As far as my health issues, the cast is off and the forearm has definitely improved by resting the tendon through forced immobility, just as Chavan hoped. Hooray! However, the wrist is still problematic and I am not dismissing scoping surgery of the wrist in the future. (Come to think of it, my entire body is problematic. I feel like that old fixer-upper in the neighborhood: I’m full of character and a certain charm, but I definitely needs lot of work. Caveat emptor.)

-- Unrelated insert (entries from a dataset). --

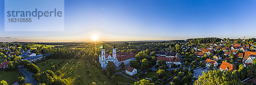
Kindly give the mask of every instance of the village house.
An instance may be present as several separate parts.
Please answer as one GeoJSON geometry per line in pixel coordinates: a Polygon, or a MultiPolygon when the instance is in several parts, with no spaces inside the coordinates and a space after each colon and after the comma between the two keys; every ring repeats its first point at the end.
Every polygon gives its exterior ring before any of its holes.
{"type": "Polygon", "coordinates": [[[222,63],[221,63],[221,65],[220,66],[219,70],[221,71],[224,71],[228,70],[230,71],[233,71],[236,70],[237,69],[237,68],[233,64],[223,61],[222,63]]]}
{"type": "Polygon", "coordinates": [[[172,56],[172,57],[157,57],[157,60],[164,60],[166,62],[166,64],[168,66],[169,68],[171,67],[171,63],[173,63],[174,64],[176,65],[181,65],[181,60],[180,59],[181,57],[181,56],[180,55],[177,53],[171,53],[172,54],[176,54],[175,56],[173,57],[172,56]]]}
{"type": "Polygon", "coordinates": [[[225,51],[225,52],[224,52],[224,55],[226,56],[229,56],[230,54],[230,53],[229,52],[228,52],[227,51],[225,51]]]}
{"type": "Polygon", "coordinates": [[[238,58],[242,58],[243,57],[243,53],[239,53],[237,56],[236,57],[238,57],[238,58]]]}
{"type": "Polygon", "coordinates": [[[102,53],[99,57],[99,60],[102,68],[106,67],[108,61],[113,62],[116,67],[119,67],[122,62],[123,62],[125,65],[128,66],[129,65],[130,61],[135,60],[136,54],[132,52],[116,53],[116,49],[115,46],[112,49],[112,54],[106,54],[103,46],[102,49],[102,53]]]}
{"type": "Polygon", "coordinates": [[[244,52],[245,52],[245,51],[248,51],[248,49],[247,49],[247,48],[246,48],[246,47],[241,47],[240,49],[241,49],[241,50],[243,51],[244,52]]]}
{"type": "Polygon", "coordinates": [[[202,58],[204,57],[204,54],[202,53],[195,52],[194,55],[198,57],[202,58]]]}
{"type": "Polygon", "coordinates": [[[128,66],[125,69],[125,73],[131,76],[133,76],[137,74],[137,69],[128,66]]]}
{"type": "Polygon", "coordinates": [[[8,64],[9,64],[9,62],[10,61],[6,61],[1,63],[1,64],[0,64],[0,68],[4,68],[8,67],[8,64]]]}
{"type": "Polygon", "coordinates": [[[32,63],[35,62],[36,62],[37,61],[41,60],[43,59],[43,55],[39,54],[36,56],[35,56],[33,57],[27,57],[24,59],[21,60],[27,60],[30,63],[32,63]]]}
{"type": "Polygon", "coordinates": [[[239,51],[240,50],[240,47],[232,46],[231,47],[231,50],[235,50],[236,51],[239,51]]]}
{"type": "Polygon", "coordinates": [[[214,68],[215,68],[218,65],[218,62],[213,60],[210,60],[209,59],[207,59],[206,61],[205,61],[205,67],[207,68],[209,68],[211,65],[212,65],[214,67],[214,68]]]}
{"type": "Polygon", "coordinates": [[[158,56],[165,56],[166,54],[164,51],[156,51],[155,52],[156,55],[158,56]]]}
{"type": "Polygon", "coordinates": [[[213,59],[216,61],[218,61],[219,60],[221,60],[221,57],[219,54],[215,55],[213,56],[213,59]]]}

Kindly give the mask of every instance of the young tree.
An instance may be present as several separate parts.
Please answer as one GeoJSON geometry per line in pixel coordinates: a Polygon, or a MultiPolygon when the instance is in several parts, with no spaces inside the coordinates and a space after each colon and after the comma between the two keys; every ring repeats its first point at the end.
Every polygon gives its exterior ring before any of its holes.
{"type": "Polygon", "coordinates": [[[154,85],[154,84],[150,83],[148,80],[143,79],[134,82],[134,85],[154,85]]]}
{"type": "Polygon", "coordinates": [[[121,64],[120,65],[119,65],[119,66],[121,68],[125,68],[125,63],[123,62],[121,62],[121,64]]]}
{"type": "Polygon", "coordinates": [[[8,85],[8,83],[5,80],[2,80],[0,82],[0,85],[8,85]]]}
{"type": "Polygon", "coordinates": [[[106,71],[111,74],[113,74],[114,71],[116,70],[116,65],[113,62],[108,62],[108,65],[106,68],[106,71]]]}
{"type": "Polygon", "coordinates": [[[23,76],[19,77],[18,78],[18,81],[17,81],[19,84],[22,84],[24,83],[25,82],[25,80],[24,80],[24,77],[23,76]]]}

We worked last weekend covering a homecoming dance for PRP and an attack of sciatica nearly did me in. But I survived, as always. I just pay for it over the next several days. C’est la vie. Keeping fingers crossed that everything goes well with tomorrow morning’s assignment for the newspaper. I need the bucks, whenever and however I can make them–within reason, of course. And due to the cast, I am seriously behind on some of my projects. On those all-too-frequent days when I feel overly stressed and bummed out in general, I close my eyes and remember this: And this. And also this. The sugary white sands of Orange Beach, Ala., and the ever-changing blues and greens (not to mention pinks and oranges) of sky and sea. All photos, save the one of Sara and me taken by Deb, are my own.

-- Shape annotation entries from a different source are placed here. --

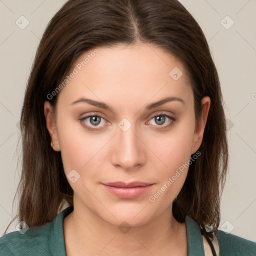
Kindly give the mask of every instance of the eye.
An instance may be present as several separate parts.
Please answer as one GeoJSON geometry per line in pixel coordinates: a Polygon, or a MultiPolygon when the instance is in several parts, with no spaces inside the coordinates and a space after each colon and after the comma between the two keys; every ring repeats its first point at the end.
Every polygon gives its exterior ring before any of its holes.
{"type": "MultiPolygon", "coordinates": [[[[150,120],[153,120],[155,124],[156,124],[156,126],[160,126],[156,128],[159,129],[162,128],[162,128],[166,128],[166,127],[170,126],[176,120],[174,118],[168,116],[168,114],[160,113],[154,116],[150,120]]],[[[150,121],[148,121],[148,122],[150,122],[150,121]]]]}
{"type": "Polygon", "coordinates": [[[88,129],[88,130],[98,130],[99,127],[102,127],[102,126],[100,126],[100,124],[102,124],[102,120],[106,121],[103,116],[98,114],[91,114],[88,116],[79,120],[82,125],[88,129]]]}

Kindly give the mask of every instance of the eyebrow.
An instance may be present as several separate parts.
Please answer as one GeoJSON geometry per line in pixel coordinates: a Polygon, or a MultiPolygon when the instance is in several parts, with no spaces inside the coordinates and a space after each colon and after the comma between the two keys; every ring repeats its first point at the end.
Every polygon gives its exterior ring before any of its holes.
{"type": "MultiPolygon", "coordinates": [[[[174,96],[174,97],[168,97],[164,98],[163,98],[162,100],[158,100],[158,102],[154,102],[154,103],[152,103],[151,104],[150,104],[148,105],[147,105],[146,107],[146,110],[151,110],[152,108],[156,108],[160,105],[162,105],[162,104],[164,104],[164,103],[166,103],[167,102],[174,102],[174,101],[178,101],[180,102],[183,104],[185,104],[185,102],[183,100],[182,100],[180,98],[179,98],[178,97],[174,96]]],[[[110,106],[108,104],[106,104],[106,103],[104,103],[103,102],[97,102],[96,100],[90,100],[89,98],[82,98],[78,100],[76,100],[74,102],[72,102],[70,105],[74,105],[74,104],[76,104],[80,102],[85,102],[88,103],[88,104],[90,104],[90,105],[92,105],[94,106],[96,106],[98,108],[104,108],[106,110],[108,110],[110,111],[111,111],[112,112],[114,112],[111,106],[110,106]]]]}

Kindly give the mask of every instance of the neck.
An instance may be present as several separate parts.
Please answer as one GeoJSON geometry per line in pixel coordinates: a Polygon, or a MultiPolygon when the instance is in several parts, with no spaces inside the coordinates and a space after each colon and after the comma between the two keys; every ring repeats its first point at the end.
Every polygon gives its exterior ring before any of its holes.
{"type": "Polygon", "coordinates": [[[67,256],[188,255],[186,225],[174,218],[172,206],[142,225],[122,225],[106,222],[74,198],[64,221],[67,256]]]}

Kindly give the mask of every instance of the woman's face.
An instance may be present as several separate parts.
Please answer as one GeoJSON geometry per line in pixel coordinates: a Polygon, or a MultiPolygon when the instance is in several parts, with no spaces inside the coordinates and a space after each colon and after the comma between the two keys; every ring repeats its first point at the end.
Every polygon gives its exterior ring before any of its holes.
{"type": "Polygon", "coordinates": [[[196,126],[184,67],[147,44],[98,48],[72,72],[58,92],[56,122],[47,102],[44,112],[74,204],[116,225],[170,216],[202,142],[208,98],[196,126]],[[125,184],[106,185],[119,182],[125,184]],[[133,182],[143,184],[118,188],[133,182]]]}

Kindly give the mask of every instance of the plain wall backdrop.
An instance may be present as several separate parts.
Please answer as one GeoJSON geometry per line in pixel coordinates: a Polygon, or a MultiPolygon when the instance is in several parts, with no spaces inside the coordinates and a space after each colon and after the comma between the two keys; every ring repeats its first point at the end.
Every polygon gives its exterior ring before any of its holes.
{"type": "MultiPolygon", "coordinates": [[[[26,86],[42,33],[65,2],[0,0],[0,236],[18,208],[17,201],[12,204],[26,86]]],[[[230,168],[219,229],[256,242],[256,0],[180,2],[208,41],[228,119],[230,168]]]]}

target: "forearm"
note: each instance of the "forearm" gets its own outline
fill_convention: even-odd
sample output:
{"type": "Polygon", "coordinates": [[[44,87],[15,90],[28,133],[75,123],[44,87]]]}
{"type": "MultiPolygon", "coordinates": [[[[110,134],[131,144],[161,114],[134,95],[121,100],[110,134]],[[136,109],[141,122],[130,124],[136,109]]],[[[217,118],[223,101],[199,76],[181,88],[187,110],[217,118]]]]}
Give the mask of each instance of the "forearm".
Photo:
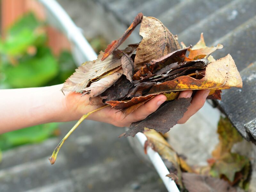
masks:
{"type": "Polygon", "coordinates": [[[0,90],[0,133],[65,121],[62,86],[0,90]]]}

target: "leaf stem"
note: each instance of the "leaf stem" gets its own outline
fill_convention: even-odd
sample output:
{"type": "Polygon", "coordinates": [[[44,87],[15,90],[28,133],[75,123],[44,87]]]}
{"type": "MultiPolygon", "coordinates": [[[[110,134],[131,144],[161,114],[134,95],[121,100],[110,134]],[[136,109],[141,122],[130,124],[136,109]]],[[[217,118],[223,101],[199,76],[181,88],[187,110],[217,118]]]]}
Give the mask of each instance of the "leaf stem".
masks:
{"type": "Polygon", "coordinates": [[[68,133],[67,135],[66,135],[64,138],[62,139],[61,141],[60,141],[60,143],[59,143],[59,145],[58,145],[57,147],[56,147],[56,148],[55,148],[54,149],[54,151],[53,151],[53,152],[52,153],[52,155],[51,157],[49,159],[49,160],[50,161],[50,162],[51,163],[51,164],[52,165],[54,164],[54,163],[55,163],[55,161],[56,161],[56,159],[57,158],[57,156],[58,155],[58,153],[59,153],[59,151],[60,151],[60,148],[61,147],[61,146],[65,142],[65,141],[67,140],[67,139],[68,139],[68,137],[69,136],[69,135],[70,135],[71,134],[71,133],[72,133],[73,132],[75,131],[75,130],[78,126],[79,125],[81,124],[83,121],[86,119],[88,116],[93,113],[94,113],[94,112],[96,112],[96,111],[99,111],[99,110],[100,110],[100,109],[102,109],[103,108],[104,108],[105,107],[108,107],[109,106],[109,105],[104,105],[104,106],[103,106],[93,111],[90,111],[86,114],[83,115],[82,117],[80,118],[80,119],[78,120],[78,121],[77,121],[77,122],[76,124],[75,125],[74,125],[72,128],[70,130],[70,131],[68,132],[68,133]]]}

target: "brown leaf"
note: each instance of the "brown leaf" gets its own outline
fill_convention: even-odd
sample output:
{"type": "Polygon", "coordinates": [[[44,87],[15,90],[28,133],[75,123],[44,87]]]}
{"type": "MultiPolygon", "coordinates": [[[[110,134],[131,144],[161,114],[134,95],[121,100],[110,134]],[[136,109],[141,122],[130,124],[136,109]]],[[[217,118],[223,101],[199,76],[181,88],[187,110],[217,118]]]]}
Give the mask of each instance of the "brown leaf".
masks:
{"type": "Polygon", "coordinates": [[[136,86],[130,89],[126,97],[136,97],[142,96],[143,92],[149,90],[153,85],[156,84],[155,82],[148,83],[144,82],[138,84],[136,86]]]}
{"type": "Polygon", "coordinates": [[[139,107],[144,104],[145,103],[149,100],[150,100],[153,97],[152,97],[148,100],[145,101],[143,102],[141,102],[141,103],[138,103],[136,105],[134,105],[131,106],[130,107],[128,108],[123,109],[121,109],[121,110],[124,113],[124,117],[125,117],[127,115],[135,111],[139,107]]]}
{"type": "Polygon", "coordinates": [[[115,84],[108,88],[102,94],[107,97],[106,101],[118,100],[124,98],[133,85],[123,75],[115,84]]]}
{"type": "Polygon", "coordinates": [[[175,37],[157,19],[143,16],[140,35],[143,39],[140,44],[134,60],[136,71],[143,63],[157,59],[180,48],[175,37]]]}
{"type": "Polygon", "coordinates": [[[116,49],[117,48],[130,36],[132,31],[136,27],[136,26],[141,22],[141,20],[143,17],[143,14],[141,13],[139,13],[135,17],[132,24],[124,32],[122,36],[117,40],[113,41],[110,44],[108,45],[107,48],[105,50],[105,51],[103,55],[103,57],[101,59],[102,61],[104,60],[108,57],[114,52],[116,49]]]}
{"type": "Polygon", "coordinates": [[[133,97],[130,100],[125,101],[112,100],[106,101],[107,104],[110,105],[112,108],[116,109],[121,109],[130,107],[134,105],[147,101],[157,94],[149,95],[147,96],[141,96],[138,97],[133,97]]]}
{"type": "Polygon", "coordinates": [[[226,118],[221,117],[218,132],[220,142],[212,152],[210,173],[214,177],[220,178],[224,175],[233,184],[240,180],[242,183],[249,175],[250,161],[245,156],[231,153],[231,150],[234,144],[241,141],[243,138],[226,118]],[[237,173],[243,170],[246,172],[242,176],[236,178],[237,173]]]}
{"type": "Polygon", "coordinates": [[[223,180],[195,173],[182,173],[183,183],[189,192],[236,192],[236,188],[223,180]]]}
{"type": "Polygon", "coordinates": [[[85,93],[89,93],[89,95],[91,97],[96,97],[110,87],[121,77],[122,74],[123,69],[121,69],[113,74],[92,83],[90,87],[83,90],[85,92],[85,93]]]}
{"type": "Polygon", "coordinates": [[[98,105],[103,104],[102,102],[103,98],[97,96],[94,97],[90,97],[89,98],[89,105],[98,105]]]}
{"type": "Polygon", "coordinates": [[[76,69],[76,72],[66,80],[61,91],[82,92],[91,79],[121,65],[116,54],[111,54],[108,59],[101,61],[103,55],[103,52],[101,52],[97,59],[85,62],[76,69]]]}
{"type": "Polygon", "coordinates": [[[148,94],[183,90],[223,89],[231,87],[241,88],[242,86],[239,72],[229,54],[209,64],[206,68],[205,76],[201,79],[188,76],[179,77],[153,86],[148,94]]]}
{"type": "MultiPolygon", "coordinates": [[[[180,63],[182,62],[185,58],[187,50],[190,47],[177,50],[157,60],[152,60],[150,62],[146,63],[141,67],[140,69],[134,75],[133,79],[133,80],[140,79],[141,77],[147,76],[149,72],[153,73],[156,68],[158,68],[159,69],[166,66],[169,66],[169,68],[171,67],[172,68],[174,67],[175,66],[172,65],[172,64],[175,62],[180,63]]],[[[157,71],[156,72],[157,73],[157,71]]]]}
{"type": "MultiPolygon", "coordinates": [[[[223,45],[220,44],[218,44],[216,47],[212,46],[209,47],[206,46],[202,33],[200,40],[195,45],[190,49],[188,58],[192,60],[203,59],[217,49],[222,49],[223,48],[223,45]]],[[[212,56],[209,58],[209,59],[211,62],[215,61],[215,60],[212,56]]]]}
{"type": "Polygon", "coordinates": [[[207,97],[207,99],[221,99],[221,90],[218,89],[211,89],[207,97]]]}
{"type": "Polygon", "coordinates": [[[171,162],[176,170],[178,180],[178,183],[181,187],[181,170],[180,169],[180,158],[177,153],[171,146],[163,136],[155,130],[146,129],[144,132],[147,137],[148,144],[153,146],[154,149],[164,159],[171,162]]]}
{"type": "Polygon", "coordinates": [[[124,71],[123,74],[127,79],[131,82],[132,81],[133,75],[133,62],[132,59],[125,53],[124,53],[121,58],[121,64],[124,71]]]}
{"type": "MultiPolygon", "coordinates": [[[[136,98],[132,99],[134,98],[136,98]]],[[[144,120],[132,124],[129,130],[120,136],[134,137],[139,132],[143,132],[145,127],[163,134],[168,132],[183,116],[191,100],[191,98],[180,98],[166,101],[144,120]]]]}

I’ve got a soft, beautiful cat on my lap, and new books to read and escape into, thanks to Sara’s generous gift of an Amazon card; the birthday cash from Deb helped buy groceries and gas. I have a darling husband who can always make me laugh even when I am low, and two sisters who love and support me in various ways. I’m not where I want to be, exactly, in life, but I am trying to make the best of where I am with what I have. I think this guy would approve (he tends to make me feel better, too, BTW. Edit by Fernanda Matias).